As I have mentioned before, I really liked a weekly 2m to 8k time trial to see were I was at. Sometimes I made it a point to blast one out, but it's important to understand somedays you can't do that. I never knew what distance I would complete until I ran a few laps. If it didn't come easy then I would stay around 5:50 - 6:00 until it was too hard. If I was at sub 5:40 then I would usually cap it off at the 5k and call it a day.

Now a lot of coaches suggest 10% of your total weekly mileage in speed/tempo related work. When I was running your mileage I tended to ignore this sometimes and do 15 - 20 % some weeks. Man does that toughen you up.

I liked to also race Saturday at an 8k to Half and then come back the next day and pull a 20 miler at about 25 seconds over marathon pace. I would then take off Monday, run and easy 2m time trial Tuesday and dog the workouts for a couple days, meaning I didn't care what pace I ran.

The Beck program taught me to run various speed workouts and variations through the weeks and change up systems. Long hard runs, speed on tired legs, long and short tempos at pace and three days of nothing or real easy stuff so I could absorb the training.

I love the track. I did a ton of my work there, including long runs. That way I could get fluids and build an iron clad perception of what pace felt like. It can get boring, but eventually you just get that mile to mile cadence you need to have for the thon.

One workout I enjoyed was a 32k one in which I would run each 8k progressively faster. The first you get out there and find rhythym. The second you maintain what you have built, the third I juice it up a bit and get near thon pace, and on the last one I generally would go under marathon pace. Very rewarding and I only did one about 6 weeks out to see how it went.

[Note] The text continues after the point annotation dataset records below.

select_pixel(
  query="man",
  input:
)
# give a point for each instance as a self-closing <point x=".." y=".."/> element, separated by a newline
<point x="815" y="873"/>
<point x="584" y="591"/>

Then 3 weeks out it was a 25k or 30k on the track at pace, but I usually went 5 - 10 seconds under pace. Then I knew I was ready.

All this variation allowed me to see my low end and top end. With these types of workouts I didn't need many other long runs.

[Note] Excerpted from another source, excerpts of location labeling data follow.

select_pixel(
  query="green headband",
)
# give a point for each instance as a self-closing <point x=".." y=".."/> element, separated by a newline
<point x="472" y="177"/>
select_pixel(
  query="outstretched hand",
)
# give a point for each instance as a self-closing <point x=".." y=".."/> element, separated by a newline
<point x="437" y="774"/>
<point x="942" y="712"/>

I don't want to give the impression I was banging it every week like this, but just about every other week. I never worried about a day off per week and two short easy runs. With less than 9 weeks to go to a marathon the mileage didn't really matter to me anymore and 60-70 a week was fine.

If I was going to run at say 6:20 to 6:30 pace for the thon, I wanted to establish what this was and I how I would feel under different stress loads. When healthy, I never doubted on race day that the first 20 miles would fly by because I did many workouts close in similation. When people ask me what pace they should run it just kills me. What pace have you been training at and for the past 2 months? Is not this the most essential element in racing? I never liked to venture a guess, or just hope it was going to happen.

Another thing about PR races. If this is ones desire then you have to line up with these kinds of confidence workouts. PR races come when you execute the plan and put yourself in a position to move beyond. Anytime I PR'd was because I had to move to a new pain threshold and hold it. None were ever remotely easy. In fact they can set the bar so high you don't know or want to experience it again.

At Boston in 2002, I was having a rough time. I just keep pulling every rabbit out of the hat trying to not fade more than the 10 -15 seconds a mile slower I was in the hills. I made my mind up at 21 I was going to run down that damn hill and keep on going for as long as I could. I caught a hot spot and ran 5:50 pace the rest of the way in and passed 100 people. It sounds like bravado now and I don't want it to, but if I was ever going to PR I had to. I was 40 then and I knew it was now or never. I couldn't walk for a week, but it was damn rewarding.

Sorry for the ramble, I have to go fish now.


Anonymous said...

Glad your ok! I enjoy reading your blog, and the interviews are awesome.

I ran Bix 7 last Saturday, then perhaps foolishly ran a 20 miler the next morning along the Mississippi River bike/run trail. I see that Double likes to do the same thing, so maybe it was not such a bad idea after all.

Happy recovery!

Chad said...

Double, lots of good stuff there. And you're right, there are lots of projects at my dad's house and none of them are easy.

Anon, thanks for the nice words. If you're memicing Double's training, you're on the right track.